三井銀行に関する論文を発表した後、三井物産についてやってみることとし、まずは先収会社から三井物産への勘定の引き継ぎについて調べてみようと、三井文庫を訪ねた。10時から先収会社の帳簿を見はじめたが、三井物産との関連は見いだせず、早々にあきらめ、漫然と三井物産の勘定の推移をみていた。しかし新たな発見もなく、そろそろ閲覧時間も終わりとなる頃となった。順調に利益が蓄積されていたので、これで資本金を払い込んだのだなと思い、どうやって1893年に資本金100万円を払い込んだのかと、閲覧室に備え付けの『三井事業史』をみてみた。すると現金で払い込まれたと書いてある。巨額の不良債権処理がおこなわれたに違いないと考え、これは誰も指摘していないから、それを明らかにすれば論文となると大喜びした。
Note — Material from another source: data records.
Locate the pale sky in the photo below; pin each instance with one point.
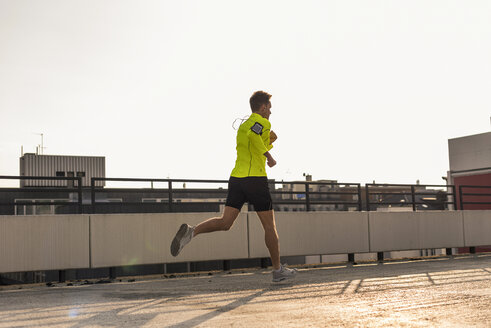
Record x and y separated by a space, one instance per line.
362 90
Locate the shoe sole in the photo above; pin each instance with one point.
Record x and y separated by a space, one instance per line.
174 247
283 278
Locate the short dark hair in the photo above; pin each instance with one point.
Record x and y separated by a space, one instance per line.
259 98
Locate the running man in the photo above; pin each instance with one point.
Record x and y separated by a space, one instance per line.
248 183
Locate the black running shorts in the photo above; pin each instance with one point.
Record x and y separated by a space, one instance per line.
254 190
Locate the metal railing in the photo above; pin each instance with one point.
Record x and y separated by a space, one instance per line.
43 189
474 195
287 195
404 195
306 197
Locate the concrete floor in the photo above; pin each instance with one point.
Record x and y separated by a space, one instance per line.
448 292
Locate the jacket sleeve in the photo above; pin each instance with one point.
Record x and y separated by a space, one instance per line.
257 142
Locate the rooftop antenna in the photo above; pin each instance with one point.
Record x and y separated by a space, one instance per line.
41 146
あとは不良債権処理の過程を記した資料を探すだけである。ところが何回か三井文庫に通って、文字通り片っ端から資料を出してもらったが、みつからなかった。いよいよここにでていなければ、このテーマはあきらめよう、と思って最後に出してもらったのがこのLedgerであった。答えはすぐに出た。4頁の第一積立金勘定のところに、不良債権処理が明確に記されていた。これで論文が書けると小躍りした。次からはその過程を丁寧に調べていけばよく、確実にゴールに近づいていく充実した時間となった。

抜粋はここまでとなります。